The upper house's nod - where the ruling NDA alliance is in a minority - comes days after Uttar Pradesh, home to a majority of these properties, voted for the next state government.
Lucknow's Mohammed Amir Ahmad Khan, the erstwhile Raja of Mehmoodabad who got the Supreme Court verdict in his favour for his 900 properties in 2005 - may be one of the biggest losers. It could also give the government rights over the Estate of the Nawab of Bhopal inherited by Sharmila Tagore and her children including actor Saif Ali Khan because someone in the family of Mansoor Ali Khan, or Tiger Pataudi as he was better known, had settled in Pakistan four decades back.
The Enemy Property (Amendment and Validation) Bill will need to go back to the Lok Sabha - which had cleared a slightly different version in March last year - but getting it past the lower house will not be a problem. The Rajya Sabha was, but there weren't enough opposition MPs in the House when the government pushed the bill on Friday.

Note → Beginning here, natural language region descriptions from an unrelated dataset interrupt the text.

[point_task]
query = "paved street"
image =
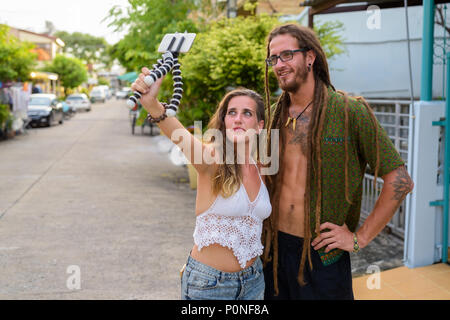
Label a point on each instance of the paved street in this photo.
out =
(87, 193)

Finance Minister and Leader of the House Arun Jaitley rejected opposition requests to defer the bill, saying the ordinance, or an executive order to amend the law, addressed a security issue and would lapse on March 14. In protest, the Congress-led opposition walked out in protest, leaving the field open for the NDA government to pass the bill.
President Pranab Mukherjee had made his displeasure known when the NDA government sent him the ordinance for the fifth time in December last, wondering why the government was getting him to sign the ordinance - first issued in January 2016 - when they could not get it past the Rajya Sabha. BJP patriarch LK Advani had later offered to talk to the Congress to see the law through.

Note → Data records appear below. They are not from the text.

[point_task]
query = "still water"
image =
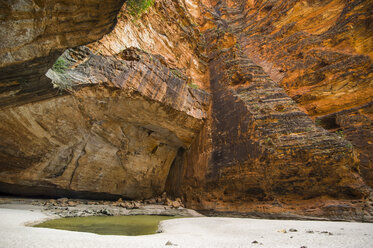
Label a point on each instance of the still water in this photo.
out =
(109, 225)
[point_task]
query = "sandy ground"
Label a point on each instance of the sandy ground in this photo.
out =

The changes to the Enemy Property Act 1968 provide that persons who left for Pakistan or China - the two countries that waged war against India - were enemies and their assets, enemy properties. It will not matter if someone else bought the property much later; the government still has the right to take them over without any compensation.
In early 2016, the government had identified over 16,000 properties across India that could be taken over under this law. A rough estimate had indicated that 9,400 properties, where the process to take over the properties had been completed, were valued at 1 lakh crore rupees. That is enough to fund the Modi government's entire Digital India campaign.